Opinión

En construcción

Conviene volver a los maestros en instantes de conmoción. Venezuela lo reclama.

José Luis Guerín plantea una forma de hacer cine desde la austeridad, el ascetismo y la comprensión del estado social. Establece una serie de dilemas y dicotomías para asentar su propuesta estética.

Con ocasión del Festival de España presentamos En construcción, obra de madurez y consagración del mencionado autor que consiguió el Premio Especial del Jurado en el certamen de San Sebastián de 2001.

Logró conquistar un puesto de honor en la taquilla de su país. Inauguró un período de bonanza y expansión para la técnica del registro de la realidad con un punto de vista. Le han dedicado innumerables estudios, crónicas y análisis.

José Luis Guerín ha recorrido el globo explicando la magia de su pieza sobre el proceso de gentrificación del famoso barrio chino de Barcelona.

El filme recupera la vigencia, a propósito de los sucesos acontecidos en Cataluña. A su manera, el director anticipó la grieta y la fractura del tejido ibérico, exponiendo las enormes brechas económicas y urbanas de sus coterráneos. 

Ante el problema, el realizador opta por desarrollar una escritura de la observación, el respeto a la diversidad, la democratización de las miradas, la polifonía de voces, el equilibrio y la generación de situaciones humanas.

El largometraje siempre cuenta con la complicidad de los protagonistas de la historia. El proceso de construir la no ficción involucra a los personajes en la elaboración conjunta del relato.

La cámara ennoblece a cada integrante del reparto coral, independientemente de su estatus, condición u origen. El lente evapora la corriente tóxica de los estereotipos. La fotografía, por tanto, centra el foco en el discurrir de la vida, las oportunidades del encuentro casual, los diálogos y las conversaciones informales.

La espontaneidad y la verosimilitud surgen del compromiso antropológico por entender en lugar de condenar, satanizar, cosificar y explotar al otro. Son reglas del periodismo de investigación, violadas por la represión y la censura del chavismo. En consecuencia, valoramos el hecho de honrarlas en el trabajo audiovisual de José Luis Guerín, discípulo de John Ford, Kiarostami, Erice y Buñuel.

A través de encuadres influidos por Ozu, En construcción dignifica a indigentes, arquitectos, ingenieros, ancianos, mendigos, empresarios y obreros por igual. Encuentro la misma buena voluntad en el emocionante documental de Saura La Jota, exhibido durante el ciclo de la madre patria. Descubro una intención similar en las demás películas de la selección oficial.

Tarde para la iraFelices 140, Mi gran nocheQue Dios nos perdone y El rey tuerto visibilizan conflictos y polarizaciones, asuntos generales y particulares, temas públicos e íntimos, sin renunciar a la idea y el reto de interpretar el contexto en busca de respuestas a las interrogantes de la contemporaneidad.

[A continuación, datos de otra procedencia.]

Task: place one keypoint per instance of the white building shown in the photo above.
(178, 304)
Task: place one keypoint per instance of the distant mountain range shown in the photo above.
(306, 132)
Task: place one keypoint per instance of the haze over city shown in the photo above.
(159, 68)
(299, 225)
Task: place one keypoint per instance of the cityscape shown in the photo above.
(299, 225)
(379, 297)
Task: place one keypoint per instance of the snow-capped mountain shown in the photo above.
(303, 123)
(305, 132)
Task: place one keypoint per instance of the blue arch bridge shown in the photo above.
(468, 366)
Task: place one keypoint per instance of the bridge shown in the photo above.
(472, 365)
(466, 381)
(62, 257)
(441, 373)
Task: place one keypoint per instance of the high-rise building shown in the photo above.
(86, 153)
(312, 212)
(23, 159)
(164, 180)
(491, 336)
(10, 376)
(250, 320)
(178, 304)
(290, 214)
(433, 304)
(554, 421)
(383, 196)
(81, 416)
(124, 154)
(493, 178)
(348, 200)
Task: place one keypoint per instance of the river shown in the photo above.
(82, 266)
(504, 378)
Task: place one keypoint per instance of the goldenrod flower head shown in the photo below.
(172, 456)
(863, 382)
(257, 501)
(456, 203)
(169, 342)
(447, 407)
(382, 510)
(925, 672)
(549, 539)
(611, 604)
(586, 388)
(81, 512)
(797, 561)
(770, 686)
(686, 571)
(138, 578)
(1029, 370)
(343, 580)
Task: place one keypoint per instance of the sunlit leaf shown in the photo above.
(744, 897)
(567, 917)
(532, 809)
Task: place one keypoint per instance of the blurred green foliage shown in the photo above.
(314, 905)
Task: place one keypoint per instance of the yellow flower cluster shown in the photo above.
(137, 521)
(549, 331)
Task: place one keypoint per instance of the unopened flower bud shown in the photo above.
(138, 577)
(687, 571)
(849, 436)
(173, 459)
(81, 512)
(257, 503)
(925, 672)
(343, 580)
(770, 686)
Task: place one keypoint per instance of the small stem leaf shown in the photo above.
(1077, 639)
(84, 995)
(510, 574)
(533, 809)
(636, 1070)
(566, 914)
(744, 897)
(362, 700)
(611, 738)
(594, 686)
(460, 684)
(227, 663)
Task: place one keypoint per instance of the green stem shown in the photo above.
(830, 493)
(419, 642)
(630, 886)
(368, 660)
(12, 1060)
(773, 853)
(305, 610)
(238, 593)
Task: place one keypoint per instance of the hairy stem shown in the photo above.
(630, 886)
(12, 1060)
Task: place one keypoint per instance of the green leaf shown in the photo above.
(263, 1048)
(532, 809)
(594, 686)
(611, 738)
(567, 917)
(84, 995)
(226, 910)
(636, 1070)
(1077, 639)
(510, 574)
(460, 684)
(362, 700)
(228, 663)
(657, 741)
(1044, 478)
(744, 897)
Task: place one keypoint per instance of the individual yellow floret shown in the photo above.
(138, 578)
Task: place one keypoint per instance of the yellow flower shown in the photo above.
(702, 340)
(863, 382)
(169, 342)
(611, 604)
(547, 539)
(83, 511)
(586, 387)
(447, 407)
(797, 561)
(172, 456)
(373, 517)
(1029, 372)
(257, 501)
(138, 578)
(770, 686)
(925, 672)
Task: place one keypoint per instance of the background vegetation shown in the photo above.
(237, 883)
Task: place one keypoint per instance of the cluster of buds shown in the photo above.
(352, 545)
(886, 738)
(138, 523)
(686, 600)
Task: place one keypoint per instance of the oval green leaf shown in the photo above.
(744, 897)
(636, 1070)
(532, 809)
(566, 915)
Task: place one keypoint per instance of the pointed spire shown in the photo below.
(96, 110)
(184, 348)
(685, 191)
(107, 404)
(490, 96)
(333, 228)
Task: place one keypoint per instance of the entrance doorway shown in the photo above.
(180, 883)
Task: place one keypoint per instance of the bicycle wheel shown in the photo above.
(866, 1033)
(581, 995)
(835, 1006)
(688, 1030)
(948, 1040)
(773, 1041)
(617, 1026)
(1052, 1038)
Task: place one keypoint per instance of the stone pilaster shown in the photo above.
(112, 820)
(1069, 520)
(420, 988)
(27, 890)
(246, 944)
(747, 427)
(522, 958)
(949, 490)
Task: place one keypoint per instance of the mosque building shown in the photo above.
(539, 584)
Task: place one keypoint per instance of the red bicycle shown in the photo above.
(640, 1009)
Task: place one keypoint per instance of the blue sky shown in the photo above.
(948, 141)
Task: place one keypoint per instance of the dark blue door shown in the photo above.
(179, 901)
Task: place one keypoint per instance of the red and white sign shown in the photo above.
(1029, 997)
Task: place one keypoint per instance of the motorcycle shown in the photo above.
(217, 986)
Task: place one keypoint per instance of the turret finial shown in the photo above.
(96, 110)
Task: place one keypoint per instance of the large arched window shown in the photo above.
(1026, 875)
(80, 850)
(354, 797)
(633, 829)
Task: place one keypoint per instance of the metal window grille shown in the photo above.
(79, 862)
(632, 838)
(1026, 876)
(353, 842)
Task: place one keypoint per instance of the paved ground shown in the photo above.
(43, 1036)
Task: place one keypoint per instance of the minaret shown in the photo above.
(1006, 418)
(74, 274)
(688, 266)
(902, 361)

España atraviesa por una coyuntura, según la muestra referida, pero goza de una salud envidiable en su industria para superar la crisis. Tomemos el ejemplo en casa.

Así compartimos la opinión de José Luis Guerín de responderle a la cinefilia superficial, conformista y decorativa, aprovechando al séptimo arte como una vía de reflexión y una ventana al conocimiento.

Narremos, contemos y regresemos a la poesía de las costumbres, de la cotidianidad, de los ánimos y pesares de la gente. Hay esperanza.